Christopher James Halse Rogers christopher.halse.rogers at canonical.com
Wed Nov 17 20:04:09 PST 2010


On Wed, 2010-11-17 at 00:37 -0500, jonsmirl at gmail.com wrote:
> On Tue, Nov 16, 2010 at 10:28 PM, Corbin Simpson
> <mostawesomedude at gmail.com> wrote:
> > I should have been clearer. This is like compiz, where non-transformed
> > viewports look perfect and transformed viewports look illegible. Nobody
> > appears to have a problem with this for compiz; why should Wayland have
> > anything different?
> 
> If Wayland ends up as our graphics foundation it may be with us for 20
> years.  This is a known problem and it can be fixed with some
> planning.  Isn't the goal of Wayland to have pixel perfect graphics?
> 
> Glyph generation inside the CPU is certainly going to happen in that
> time frame. You can already do it today on decent GPUs.

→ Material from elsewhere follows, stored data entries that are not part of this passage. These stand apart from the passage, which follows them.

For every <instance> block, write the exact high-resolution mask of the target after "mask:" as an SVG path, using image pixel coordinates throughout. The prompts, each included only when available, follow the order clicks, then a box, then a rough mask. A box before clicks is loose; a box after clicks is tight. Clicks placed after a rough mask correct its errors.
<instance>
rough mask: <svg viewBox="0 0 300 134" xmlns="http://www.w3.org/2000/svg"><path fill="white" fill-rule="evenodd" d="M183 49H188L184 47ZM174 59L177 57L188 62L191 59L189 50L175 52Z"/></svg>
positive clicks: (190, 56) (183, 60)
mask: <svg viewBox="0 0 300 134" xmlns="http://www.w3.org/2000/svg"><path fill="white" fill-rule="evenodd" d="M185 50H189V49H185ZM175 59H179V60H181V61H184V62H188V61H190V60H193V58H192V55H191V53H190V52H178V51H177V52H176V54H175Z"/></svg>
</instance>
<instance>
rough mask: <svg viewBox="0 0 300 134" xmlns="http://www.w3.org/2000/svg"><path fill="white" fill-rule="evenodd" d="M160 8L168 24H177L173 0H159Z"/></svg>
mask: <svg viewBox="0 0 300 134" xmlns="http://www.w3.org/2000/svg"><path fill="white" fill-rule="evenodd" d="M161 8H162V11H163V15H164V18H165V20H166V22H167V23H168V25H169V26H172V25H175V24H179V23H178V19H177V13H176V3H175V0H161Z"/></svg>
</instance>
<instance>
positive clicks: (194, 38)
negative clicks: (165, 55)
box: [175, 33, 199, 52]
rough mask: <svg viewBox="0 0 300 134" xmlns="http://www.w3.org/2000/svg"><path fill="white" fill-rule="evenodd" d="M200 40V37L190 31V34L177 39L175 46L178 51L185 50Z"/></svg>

We are very
> close to be able to run the entire compositor and scene graph engine
> inside the GPU.  You want to plan for these things in the architecture
> so that we don't have to rip everything up again in five years.
> Today's high end GPU will be the low end GPU of 2015.

GPU-based glyph generation is entirely orthogonal to preserving optimal
anti-aliasing under window transformations.  You can do GPU-based glyph
rendering now, in X (I seem to recall Zack Rusin blogging about it a
couple of years ago), and you can do optimal anti-aliasing under
transformations without GPU-based glyph generation.

I'm not sure that you *can* solve the optimal anti-aliasing problem
without introducing deep knowledge of application rendering into
Wayland, something which is an explicit anti-goal.